Meme stocks exposed bad business practices, poor risk management, House committee says: Wealthtech Weekly

Representative Maxine Waters, a Democrat from California and ranking member of the House Financial Services Committee, questions witnesses during a hearing in Washington, D.C., U.S., on Wednesday, Oct. 25, 2017

A federal investigation into the meme stock frenzy that gripped Reddit investors in early 2021 has led to a host of recommended policy changes from the House Committee on Financial Services and calls for better treatment of all retail investors. 

The majority staff report titled “Game Stopped” was released Friday by Committee Chair Maxine Waters, a Democrat from California, and Al Green, a Democrat from Texas who serves as chair of the Subcommittee on Oversight and Investigations.

According to officials, the combination of institutional investors betting against meme stocks and retail traders purchasing them en masse created a trading frenzy that drove historic market volatility that reached its peak in January. 

In response, Waters called for a federal probe of the circumstances and practices that led to the volatility.

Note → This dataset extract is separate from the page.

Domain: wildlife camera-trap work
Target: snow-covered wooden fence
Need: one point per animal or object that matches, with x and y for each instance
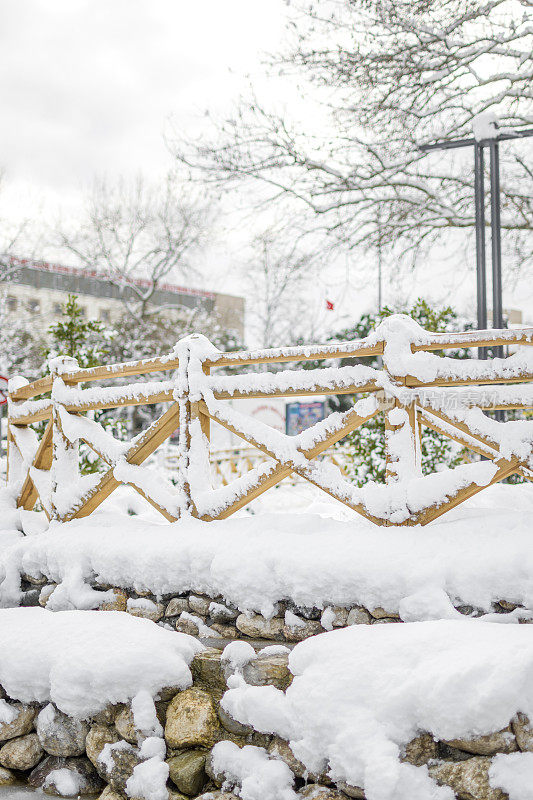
(414, 388)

“Last year’s meme stock market frenzy raised important questions about the fairness of our financial markets, the gamification of trading, the treatment of retail investors and so much more,” Water said in a statement. “In response to those events, my committee held multiple hearings — including the first of them with CEOs from Robinhood, Citadel Securities and many others — to get to the bottom of the role these companies played in the volatility and disruption in the stock market in January 2021.”

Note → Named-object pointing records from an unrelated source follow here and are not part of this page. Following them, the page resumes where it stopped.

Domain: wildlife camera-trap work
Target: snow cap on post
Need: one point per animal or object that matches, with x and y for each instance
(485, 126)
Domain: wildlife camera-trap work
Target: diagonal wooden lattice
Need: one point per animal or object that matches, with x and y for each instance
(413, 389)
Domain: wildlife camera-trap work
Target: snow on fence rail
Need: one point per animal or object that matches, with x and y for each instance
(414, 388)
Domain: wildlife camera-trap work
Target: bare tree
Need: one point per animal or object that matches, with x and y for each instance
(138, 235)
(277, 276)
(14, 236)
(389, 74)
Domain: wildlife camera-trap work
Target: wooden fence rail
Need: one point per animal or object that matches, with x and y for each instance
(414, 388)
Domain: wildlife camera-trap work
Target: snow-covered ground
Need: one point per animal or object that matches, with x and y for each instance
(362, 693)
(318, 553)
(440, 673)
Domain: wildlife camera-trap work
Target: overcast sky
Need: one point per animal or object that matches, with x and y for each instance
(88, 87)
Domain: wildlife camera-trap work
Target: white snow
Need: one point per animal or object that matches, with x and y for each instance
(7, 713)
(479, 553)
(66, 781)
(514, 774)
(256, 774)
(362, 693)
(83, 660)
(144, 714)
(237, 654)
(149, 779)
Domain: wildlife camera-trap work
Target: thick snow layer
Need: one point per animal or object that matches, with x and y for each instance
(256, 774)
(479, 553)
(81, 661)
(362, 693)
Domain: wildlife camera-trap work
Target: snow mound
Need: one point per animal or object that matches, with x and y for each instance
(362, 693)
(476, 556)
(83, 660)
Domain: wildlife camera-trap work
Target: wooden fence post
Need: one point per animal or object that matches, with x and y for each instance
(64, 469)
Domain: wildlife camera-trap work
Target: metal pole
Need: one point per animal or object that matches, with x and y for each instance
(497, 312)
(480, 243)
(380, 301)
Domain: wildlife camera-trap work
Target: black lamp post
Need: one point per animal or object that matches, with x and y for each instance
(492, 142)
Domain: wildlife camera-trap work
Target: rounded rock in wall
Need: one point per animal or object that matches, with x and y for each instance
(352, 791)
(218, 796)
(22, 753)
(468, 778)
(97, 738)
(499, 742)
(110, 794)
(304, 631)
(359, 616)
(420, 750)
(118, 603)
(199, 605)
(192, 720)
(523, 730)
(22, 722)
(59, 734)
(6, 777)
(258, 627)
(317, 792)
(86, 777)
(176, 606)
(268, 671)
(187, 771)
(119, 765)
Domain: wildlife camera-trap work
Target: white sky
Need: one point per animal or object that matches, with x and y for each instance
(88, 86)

The 138-page report released this week is the result of a 16-month committee staff investigation that included more than 50 interviews with representatives from 19 financial institutions and the analysis of more than 95,000 pages of documents. 

Waters said the investigation revealed the need for better market regulation to address the “troubling business practices that were uncovered.” 

“Payment for order flow and gamification make it profitable for a new generation of trading apps to push retail investors to make as many trades as possible, making the markets more volatile than ever,” Water said, noting that significant legislative and regulatory reforms are needed to modernize the regulatory framework protecting the market and ensuring that this kind of frenzy won’t happen again.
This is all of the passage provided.